Hundreds of people across the country are telling the Environmental Protection Agency its new rules for power-plant pollution either go too far or not far enough.
The agency is holding hearings starting Tuesday in Atlanta, Denver, Pittsburgh and Washington on President Barack Obama's plan to cut carbon dioxide emissions by 30 percent by 2030.
- Background: What's at stake at the EPA hearings
Denver's hearing got underway with Moffat County, Colorado, Commissioner John Kinkaid saying the rules would devastate the economy in his county, home to a major power plant.
Greg Schaefer with Arch Coal of Wyoming testified added federal regulations would be harmful.
"We’re concerned that this is going to cause so many coal mines to shut down that there will be a deep decline in jobs in that industry," Schaefer said.
The Colorado Mining Association says the proposed regulations would jeopardize 2,000 jobs in the state.
But supporters of the regulations, like Tom Hunt with Clean Energy Collective, say those jobs will be replaced by jobs in the clean energy sector.
Hunt says his non-profit organization that helps build community solar gardens has seen major job growth since it began in 2009.
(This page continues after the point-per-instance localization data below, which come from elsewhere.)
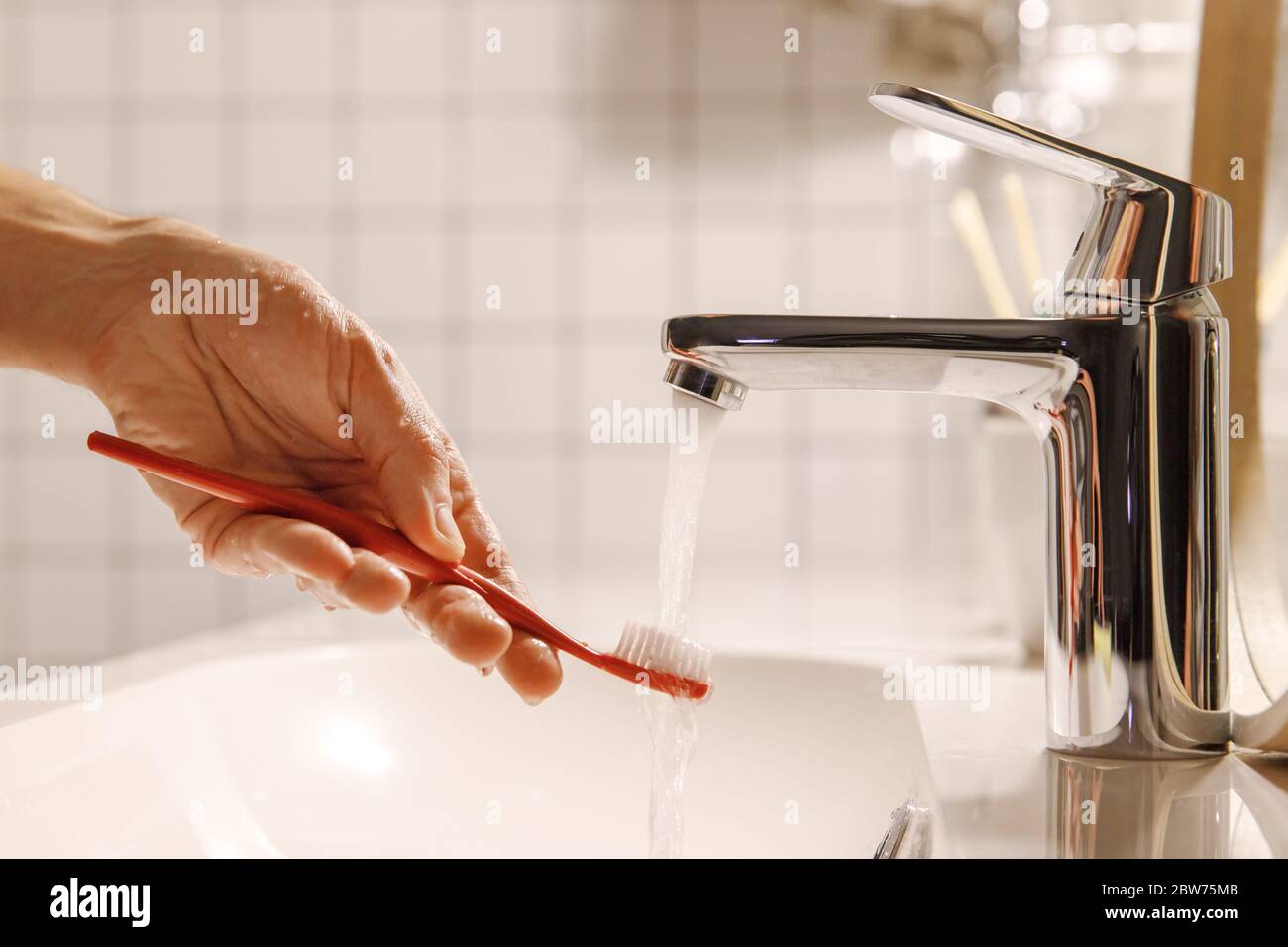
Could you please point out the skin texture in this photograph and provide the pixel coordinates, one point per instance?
(263, 401)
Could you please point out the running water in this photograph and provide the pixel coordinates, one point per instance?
(673, 724)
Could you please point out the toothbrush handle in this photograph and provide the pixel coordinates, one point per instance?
(353, 528)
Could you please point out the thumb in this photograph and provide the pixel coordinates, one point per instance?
(415, 484)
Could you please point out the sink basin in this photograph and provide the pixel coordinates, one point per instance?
(253, 745)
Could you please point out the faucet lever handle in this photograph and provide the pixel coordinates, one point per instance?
(1147, 236)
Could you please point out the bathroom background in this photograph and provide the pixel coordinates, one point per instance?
(516, 169)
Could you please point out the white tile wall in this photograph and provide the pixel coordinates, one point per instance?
(518, 170)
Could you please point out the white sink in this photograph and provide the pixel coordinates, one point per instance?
(259, 745)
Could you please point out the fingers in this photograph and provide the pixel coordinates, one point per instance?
(403, 442)
(338, 577)
(416, 492)
(462, 621)
(529, 665)
(531, 668)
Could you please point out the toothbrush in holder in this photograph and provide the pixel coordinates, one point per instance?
(662, 661)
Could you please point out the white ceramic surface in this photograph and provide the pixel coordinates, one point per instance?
(386, 748)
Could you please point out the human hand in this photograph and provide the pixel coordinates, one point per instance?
(297, 393)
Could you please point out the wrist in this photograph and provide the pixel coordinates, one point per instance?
(62, 270)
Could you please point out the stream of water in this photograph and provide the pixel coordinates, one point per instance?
(673, 723)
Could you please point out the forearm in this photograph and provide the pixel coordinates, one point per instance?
(59, 264)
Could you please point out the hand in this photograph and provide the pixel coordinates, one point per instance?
(301, 395)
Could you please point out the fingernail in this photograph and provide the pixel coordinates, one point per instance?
(447, 528)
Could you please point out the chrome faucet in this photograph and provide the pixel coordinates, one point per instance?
(1127, 392)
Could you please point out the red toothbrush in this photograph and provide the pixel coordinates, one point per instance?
(665, 663)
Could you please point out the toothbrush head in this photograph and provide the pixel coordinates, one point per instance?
(669, 663)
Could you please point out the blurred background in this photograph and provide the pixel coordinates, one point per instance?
(516, 169)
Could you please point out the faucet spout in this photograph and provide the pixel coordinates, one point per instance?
(1132, 418)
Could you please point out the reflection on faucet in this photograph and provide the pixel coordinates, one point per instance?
(1214, 808)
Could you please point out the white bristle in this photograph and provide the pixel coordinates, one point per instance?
(656, 650)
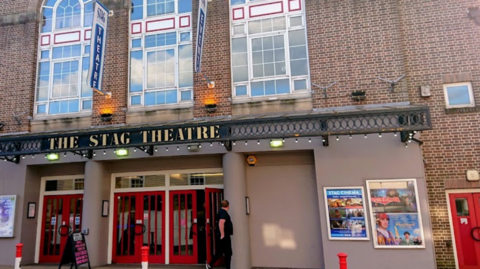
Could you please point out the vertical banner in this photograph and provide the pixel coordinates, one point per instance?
(346, 213)
(201, 23)
(395, 214)
(7, 215)
(97, 47)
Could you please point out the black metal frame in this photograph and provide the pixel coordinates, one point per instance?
(383, 120)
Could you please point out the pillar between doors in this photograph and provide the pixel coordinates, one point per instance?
(96, 189)
(235, 182)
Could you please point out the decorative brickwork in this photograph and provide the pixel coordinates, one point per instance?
(353, 42)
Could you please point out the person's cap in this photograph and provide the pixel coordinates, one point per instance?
(382, 216)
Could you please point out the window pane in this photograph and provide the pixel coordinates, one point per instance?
(241, 90)
(240, 73)
(171, 97)
(257, 89)
(299, 67)
(269, 87)
(184, 37)
(239, 45)
(186, 95)
(297, 37)
(238, 29)
(296, 21)
(184, 6)
(255, 27)
(136, 43)
(283, 86)
(88, 14)
(137, 10)
(458, 95)
(237, 2)
(300, 85)
(87, 105)
(136, 71)
(136, 100)
(47, 20)
(41, 109)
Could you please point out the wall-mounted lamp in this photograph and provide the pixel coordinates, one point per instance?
(53, 156)
(276, 143)
(358, 95)
(121, 152)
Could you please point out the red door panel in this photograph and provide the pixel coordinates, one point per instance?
(465, 214)
(138, 221)
(183, 228)
(62, 215)
(213, 197)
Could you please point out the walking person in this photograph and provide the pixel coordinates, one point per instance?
(224, 230)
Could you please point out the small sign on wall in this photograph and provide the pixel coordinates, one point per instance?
(346, 213)
(7, 215)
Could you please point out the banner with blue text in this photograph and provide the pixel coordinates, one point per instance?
(98, 47)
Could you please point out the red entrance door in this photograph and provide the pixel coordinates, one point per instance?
(139, 220)
(213, 197)
(183, 227)
(62, 215)
(465, 208)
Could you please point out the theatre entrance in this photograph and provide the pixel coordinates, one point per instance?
(62, 215)
(178, 224)
(465, 209)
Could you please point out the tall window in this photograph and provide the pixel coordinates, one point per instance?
(269, 56)
(63, 58)
(161, 60)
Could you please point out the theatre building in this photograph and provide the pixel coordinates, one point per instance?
(330, 126)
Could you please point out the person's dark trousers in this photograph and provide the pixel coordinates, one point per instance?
(224, 248)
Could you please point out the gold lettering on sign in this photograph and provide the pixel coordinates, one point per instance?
(93, 141)
(125, 138)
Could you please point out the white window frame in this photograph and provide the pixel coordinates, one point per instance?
(470, 94)
(52, 62)
(251, 79)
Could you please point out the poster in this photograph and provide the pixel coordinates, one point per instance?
(7, 215)
(346, 213)
(396, 218)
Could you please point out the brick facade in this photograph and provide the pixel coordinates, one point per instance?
(352, 42)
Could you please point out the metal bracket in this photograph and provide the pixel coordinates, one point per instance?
(392, 82)
(324, 88)
(12, 159)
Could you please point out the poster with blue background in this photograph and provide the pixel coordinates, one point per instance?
(346, 213)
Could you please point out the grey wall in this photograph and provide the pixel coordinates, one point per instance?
(350, 162)
(284, 218)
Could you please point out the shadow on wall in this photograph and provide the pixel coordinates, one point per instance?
(276, 236)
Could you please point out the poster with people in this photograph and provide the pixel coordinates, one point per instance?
(395, 214)
(7, 215)
(346, 213)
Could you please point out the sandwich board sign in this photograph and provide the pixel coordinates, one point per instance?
(75, 252)
(98, 44)
(202, 21)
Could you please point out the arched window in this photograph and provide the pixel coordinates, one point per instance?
(63, 58)
(161, 56)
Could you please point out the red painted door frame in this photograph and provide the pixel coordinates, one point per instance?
(139, 220)
(183, 228)
(465, 209)
(56, 226)
(213, 197)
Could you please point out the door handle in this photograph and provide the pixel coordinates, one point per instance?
(69, 230)
(135, 229)
(473, 235)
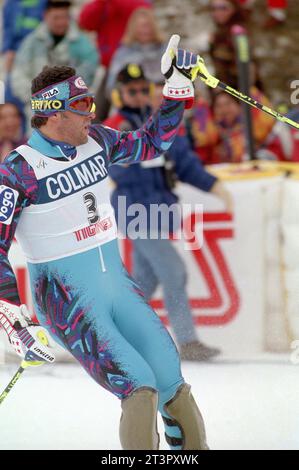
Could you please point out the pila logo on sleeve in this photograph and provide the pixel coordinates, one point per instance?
(8, 200)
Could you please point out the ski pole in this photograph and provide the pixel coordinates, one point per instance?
(23, 366)
(201, 71)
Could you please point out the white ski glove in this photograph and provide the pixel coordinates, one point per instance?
(29, 340)
(176, 66)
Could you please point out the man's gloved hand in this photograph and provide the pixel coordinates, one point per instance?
(176, 66)
(29, 340)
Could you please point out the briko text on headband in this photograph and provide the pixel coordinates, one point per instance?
(69, 95)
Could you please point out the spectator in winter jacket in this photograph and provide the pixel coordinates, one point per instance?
(19, 18)
(155, 260)
(218, 130)
(283, 142)
(225, 14)
(108, 18)
(11, 133)
(142, 43)
(276, 8)
(56, 41)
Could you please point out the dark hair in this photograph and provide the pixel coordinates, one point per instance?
(57, 4)
(49, 76)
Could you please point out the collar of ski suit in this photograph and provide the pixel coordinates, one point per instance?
(50, 147)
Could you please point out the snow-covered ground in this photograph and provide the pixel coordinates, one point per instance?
(250, 405)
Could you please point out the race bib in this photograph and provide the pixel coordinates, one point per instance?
(8, 201)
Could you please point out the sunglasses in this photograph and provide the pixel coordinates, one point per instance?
(83, 105)
(134, 91)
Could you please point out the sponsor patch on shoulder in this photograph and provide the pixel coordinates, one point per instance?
(8, 200)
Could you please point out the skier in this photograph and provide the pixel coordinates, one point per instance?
(54, 197)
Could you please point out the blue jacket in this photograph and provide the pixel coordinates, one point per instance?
(148, 186)
(20, 17)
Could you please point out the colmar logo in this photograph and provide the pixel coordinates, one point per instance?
(8, 200)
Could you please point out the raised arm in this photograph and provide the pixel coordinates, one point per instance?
(158, 133)
(14, 196)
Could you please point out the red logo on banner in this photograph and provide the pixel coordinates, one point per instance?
(211, 262)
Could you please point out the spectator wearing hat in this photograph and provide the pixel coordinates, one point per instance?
(56, 41)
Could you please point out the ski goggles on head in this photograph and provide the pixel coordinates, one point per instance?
(69, 95)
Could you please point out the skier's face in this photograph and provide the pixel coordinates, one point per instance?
(74, 128)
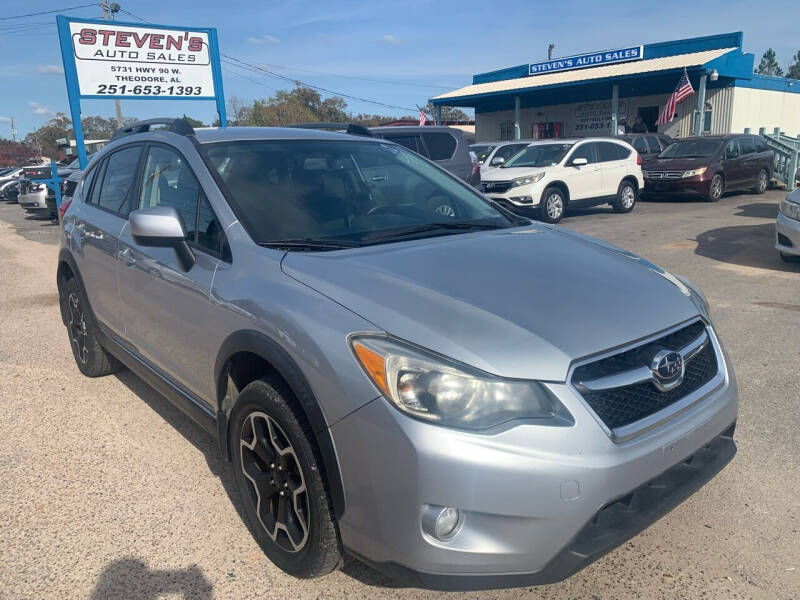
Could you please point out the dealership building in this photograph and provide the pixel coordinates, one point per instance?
(602, 92)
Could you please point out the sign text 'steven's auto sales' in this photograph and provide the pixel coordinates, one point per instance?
(124, 60)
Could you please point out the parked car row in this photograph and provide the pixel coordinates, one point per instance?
(545, 177)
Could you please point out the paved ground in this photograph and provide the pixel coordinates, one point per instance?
(107, 491)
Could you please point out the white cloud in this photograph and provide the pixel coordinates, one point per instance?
(39, 109)
(49, 70)
(390, 39)
(264, 40)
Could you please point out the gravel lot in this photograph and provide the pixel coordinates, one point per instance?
(107, 491)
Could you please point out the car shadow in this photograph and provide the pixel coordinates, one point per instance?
(131, 578)
(209, 447)
(759, 210)
(745, 245)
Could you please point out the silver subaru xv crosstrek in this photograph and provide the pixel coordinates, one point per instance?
(396, 368)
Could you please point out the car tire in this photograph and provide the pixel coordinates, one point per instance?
(626, 197)
(553, 205)
(762, 182)
(274, 458)
(716, 189)
(91, 358)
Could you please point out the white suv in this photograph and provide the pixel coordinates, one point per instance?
(551, 175)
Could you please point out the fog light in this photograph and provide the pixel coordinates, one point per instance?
(441, 522)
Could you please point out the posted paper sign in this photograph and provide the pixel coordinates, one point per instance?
(133, 61)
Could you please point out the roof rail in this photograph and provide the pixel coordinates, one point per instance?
(350, 128)
(179, 126)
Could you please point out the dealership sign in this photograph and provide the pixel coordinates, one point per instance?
(581, 61)
(105, 59)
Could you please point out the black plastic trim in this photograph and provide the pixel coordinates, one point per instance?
(260, 345)
(610, 527)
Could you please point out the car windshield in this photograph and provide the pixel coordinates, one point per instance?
(692, 149)
(539, 155)
(323, 194)
(482, 151)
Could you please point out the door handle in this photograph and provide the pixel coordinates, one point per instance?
(127, 257)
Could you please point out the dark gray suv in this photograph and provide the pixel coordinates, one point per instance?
(394, 367)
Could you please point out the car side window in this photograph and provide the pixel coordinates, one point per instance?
(407, 141)
(93, 194)
(441, 146)
(119, 179)
(168, 181)
(584, 151)
(608, 151)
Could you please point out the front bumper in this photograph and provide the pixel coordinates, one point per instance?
(697, 185)
(532, 497)
(787, 235)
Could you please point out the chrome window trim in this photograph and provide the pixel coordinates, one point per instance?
(668, 413)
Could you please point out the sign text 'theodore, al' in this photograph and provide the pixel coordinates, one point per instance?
(135, 61)
(581, 61)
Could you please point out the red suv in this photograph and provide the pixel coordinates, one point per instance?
(709, 166)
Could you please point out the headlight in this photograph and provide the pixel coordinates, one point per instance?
(790, 209)
(527, 180)
(694, 172)
(431, 388)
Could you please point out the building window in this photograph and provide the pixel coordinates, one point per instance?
(506, 131)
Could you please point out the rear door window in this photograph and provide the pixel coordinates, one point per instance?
(608, 151)
(652, 144)
(746, 145)
(441, 146)
(586, 151)
(119, 179)
(408, 141)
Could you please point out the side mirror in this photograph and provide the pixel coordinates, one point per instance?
(162, 227)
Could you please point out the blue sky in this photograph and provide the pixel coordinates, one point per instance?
(416, 49)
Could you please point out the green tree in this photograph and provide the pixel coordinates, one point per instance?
(769, 64)
(794, 68)
(43, 140)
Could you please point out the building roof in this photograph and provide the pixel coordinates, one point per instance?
(665, 63)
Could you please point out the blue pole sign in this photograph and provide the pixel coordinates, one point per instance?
(111, 59)
(581, 61)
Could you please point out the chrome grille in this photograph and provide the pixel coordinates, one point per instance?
(620, 389)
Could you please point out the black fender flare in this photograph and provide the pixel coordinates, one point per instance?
(261, 345)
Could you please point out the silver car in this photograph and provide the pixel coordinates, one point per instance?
(787, 228)
(395, 367)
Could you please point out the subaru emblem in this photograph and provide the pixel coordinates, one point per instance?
(667, 368)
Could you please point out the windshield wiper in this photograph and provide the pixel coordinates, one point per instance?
(309, 244)
(396, 234)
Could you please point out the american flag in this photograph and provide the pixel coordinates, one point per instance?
(683, 90)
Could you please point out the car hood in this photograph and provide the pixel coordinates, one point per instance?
(522, 302)
(678, 164)
(507, 174)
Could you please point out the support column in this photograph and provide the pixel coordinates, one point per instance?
(699, 115)
(614, 108)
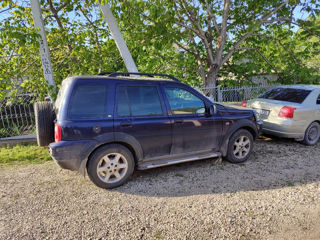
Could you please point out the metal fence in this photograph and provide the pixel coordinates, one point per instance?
(17, 116)
(237, 94)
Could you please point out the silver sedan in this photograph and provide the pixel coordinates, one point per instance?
(290, 111)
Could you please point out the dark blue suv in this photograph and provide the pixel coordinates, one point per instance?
(110, 125)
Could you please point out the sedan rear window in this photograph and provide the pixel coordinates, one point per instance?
(286, 94)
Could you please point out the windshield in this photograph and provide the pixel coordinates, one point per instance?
(286, 94)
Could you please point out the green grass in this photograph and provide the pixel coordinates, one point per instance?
(23, 154)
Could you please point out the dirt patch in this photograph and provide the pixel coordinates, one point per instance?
(274, 195)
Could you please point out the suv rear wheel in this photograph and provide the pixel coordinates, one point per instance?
(240, 146)
(110, 166)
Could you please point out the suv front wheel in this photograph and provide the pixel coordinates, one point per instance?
(110, 166)
(240, 146)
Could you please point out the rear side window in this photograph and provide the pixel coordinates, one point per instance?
(184, 102)
(286, 94)
(88, 101)
(138, 101)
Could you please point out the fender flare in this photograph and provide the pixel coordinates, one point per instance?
(115, 137)
(245, 124)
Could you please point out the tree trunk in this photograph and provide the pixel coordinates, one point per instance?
(211, 82)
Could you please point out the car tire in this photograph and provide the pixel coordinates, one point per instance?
(312, 134)
(240, 146)
(44, 117)
(110, 166)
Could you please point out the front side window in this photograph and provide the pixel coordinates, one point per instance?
(184, 102)
(138, 101)
(88, 101)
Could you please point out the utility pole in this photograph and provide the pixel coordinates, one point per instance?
(44, 49)
(117, 36)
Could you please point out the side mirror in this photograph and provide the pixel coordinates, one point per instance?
(212, 110)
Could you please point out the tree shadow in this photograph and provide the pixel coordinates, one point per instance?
(274, 163)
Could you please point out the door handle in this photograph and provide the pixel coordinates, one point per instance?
(126, 124)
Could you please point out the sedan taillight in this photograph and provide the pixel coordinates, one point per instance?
(287, 112)
(57, 133)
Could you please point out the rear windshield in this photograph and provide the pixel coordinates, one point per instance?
(286, 94)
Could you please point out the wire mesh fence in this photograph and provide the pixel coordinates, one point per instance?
(236, 94)
(17, 115)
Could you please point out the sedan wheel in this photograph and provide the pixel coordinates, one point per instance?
(312, 134)
(240, 146)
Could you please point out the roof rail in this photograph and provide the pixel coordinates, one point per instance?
(142, 74)
(104, 73)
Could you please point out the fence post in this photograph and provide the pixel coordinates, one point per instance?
(219, 94)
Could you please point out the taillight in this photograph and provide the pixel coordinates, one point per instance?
(57, 133)
(244, 103)
(287, 112)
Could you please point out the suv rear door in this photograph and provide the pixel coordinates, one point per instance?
(193, 129)
(140, 113)
(87, 114)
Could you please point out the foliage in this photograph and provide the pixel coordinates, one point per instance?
(23, 154)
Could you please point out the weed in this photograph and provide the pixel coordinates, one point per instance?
(23, 154)
(290, 184)
(158, 235)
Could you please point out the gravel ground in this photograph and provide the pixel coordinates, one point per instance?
(274, 195)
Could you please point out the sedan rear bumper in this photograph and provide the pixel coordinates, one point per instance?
(286, 128)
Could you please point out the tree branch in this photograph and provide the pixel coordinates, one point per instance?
(254, 28)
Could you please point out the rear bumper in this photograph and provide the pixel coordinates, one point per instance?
(287, 128)
(71, 154)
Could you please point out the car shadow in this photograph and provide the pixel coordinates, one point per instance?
(274, 163)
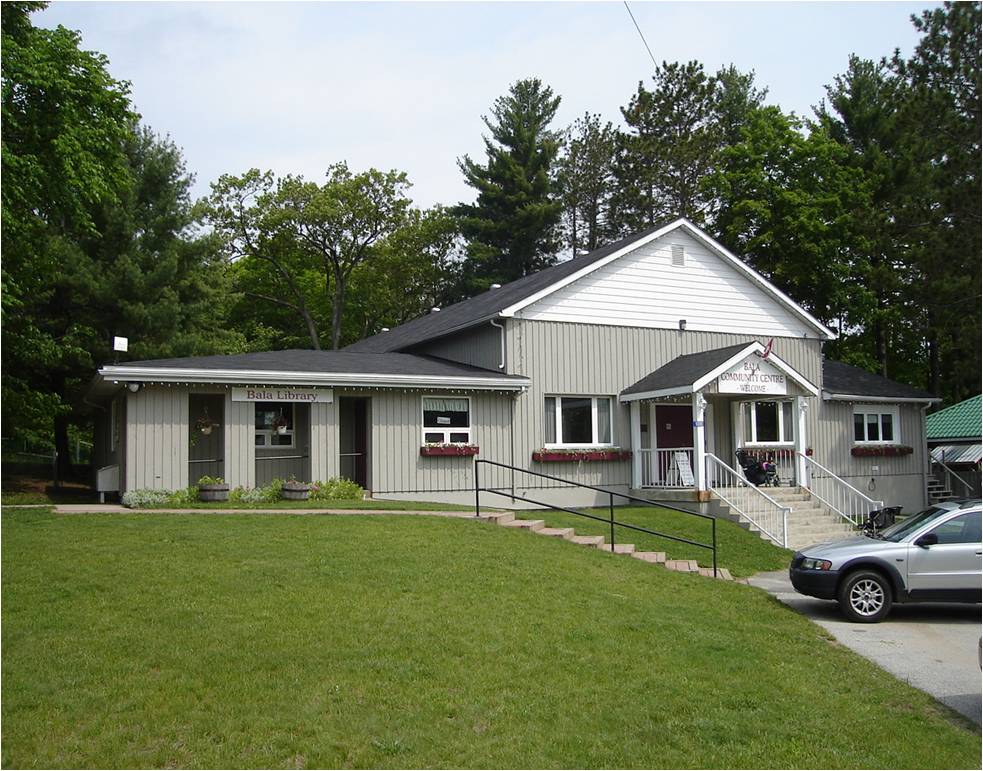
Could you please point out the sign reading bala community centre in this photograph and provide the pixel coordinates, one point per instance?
(275, 394)
(753, 376)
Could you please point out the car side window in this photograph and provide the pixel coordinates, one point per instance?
(962, 529)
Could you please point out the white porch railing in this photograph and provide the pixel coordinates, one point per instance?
(837, 494)
(749, 502)
(664, 468)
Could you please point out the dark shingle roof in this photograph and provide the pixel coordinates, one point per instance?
(326, 362)
(960, 421)
(684, 370)
(840, 378)
(485, 306)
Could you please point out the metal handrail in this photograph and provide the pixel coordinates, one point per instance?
(855, 518)
(741, 483)
(949, 472)
(611, 496)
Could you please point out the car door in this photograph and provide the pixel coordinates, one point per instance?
(951, 568)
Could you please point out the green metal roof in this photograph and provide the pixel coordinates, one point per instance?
(956, 422)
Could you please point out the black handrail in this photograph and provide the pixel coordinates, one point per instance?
(611, 495)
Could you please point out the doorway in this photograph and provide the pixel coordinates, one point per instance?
(353, 440)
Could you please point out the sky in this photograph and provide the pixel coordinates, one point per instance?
(295, 87)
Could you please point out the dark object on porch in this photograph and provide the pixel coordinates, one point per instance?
(881, 518)
(758, 473)
(295, 491)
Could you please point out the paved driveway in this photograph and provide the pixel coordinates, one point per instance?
(931, 646)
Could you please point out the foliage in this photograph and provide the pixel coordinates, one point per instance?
(336, 489)
(511, 227)
(584, 175)
(245, 641)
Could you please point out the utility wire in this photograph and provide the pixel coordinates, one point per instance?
(644, 41)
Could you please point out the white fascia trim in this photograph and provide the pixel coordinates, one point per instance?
(513, 309)
(751, 273)
(191, 375)
(756, 347)
(656, 394)
(827, 396)
(756, 277)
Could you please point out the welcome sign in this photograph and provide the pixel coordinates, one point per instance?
(298, 395)
(753, 376)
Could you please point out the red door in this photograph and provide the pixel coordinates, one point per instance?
(673, 425)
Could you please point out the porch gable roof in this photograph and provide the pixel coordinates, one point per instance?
(694, 371)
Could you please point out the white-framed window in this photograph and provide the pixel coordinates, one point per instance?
(274, 424)
(875, 424)
(446, 420)
(578, 421)
(768, 423)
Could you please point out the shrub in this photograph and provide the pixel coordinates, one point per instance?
(335, 490)
(143, 499)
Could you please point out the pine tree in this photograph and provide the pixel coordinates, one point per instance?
(511, 228)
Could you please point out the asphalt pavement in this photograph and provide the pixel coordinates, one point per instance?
(932, 646)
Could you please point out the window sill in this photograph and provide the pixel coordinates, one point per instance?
(460, 449)
(881, 450)
(560, 456)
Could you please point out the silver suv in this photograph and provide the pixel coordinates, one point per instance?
(933, 556)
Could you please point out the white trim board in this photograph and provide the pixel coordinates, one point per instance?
(683, 224)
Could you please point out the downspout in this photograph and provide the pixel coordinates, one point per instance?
(501, 328)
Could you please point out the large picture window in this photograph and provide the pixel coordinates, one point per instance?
(578, 421)
(768, 423)
(875, 425)
(446, 420)
(274, 424)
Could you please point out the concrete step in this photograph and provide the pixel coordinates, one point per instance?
(566, 533)
(588, 540)
(525, 524)
(619, 548)
(656, 557)
(497, 518)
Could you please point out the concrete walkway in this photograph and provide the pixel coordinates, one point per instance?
(930, 646)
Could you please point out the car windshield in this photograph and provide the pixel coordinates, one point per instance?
(902, 529)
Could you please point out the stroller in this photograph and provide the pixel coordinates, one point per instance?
(879, 519)
(758, 473)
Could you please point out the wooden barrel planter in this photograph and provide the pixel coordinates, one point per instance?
(213, 492)
(296, 491)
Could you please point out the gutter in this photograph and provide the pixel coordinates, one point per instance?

"We had one person working on a project in the mountains of Colorado," he said. "And then Colorado passed the Community Solar Gardens Act in 2010. Fast forward a few years, we are now at 80 people we directly employ and hundreds of contractors."
Hunt plans to testify Wednesday.
Other supporters also point out that Colorado has already passed its own regulations, which put the state on track to meet the proposed federal standard without federal rules.
Retired coal miner Stanley Sturgill of Harlan County, Kentucky, traveled to Denver to tell the EPA that coal-fired plants are crippling public health. He urged the agency to do more.
The EPA hearing Denver is the only one west of the Mississippi. The EPA expects 1,600 people to speak in the four cities. The agency also has received more than 300,000 written comments.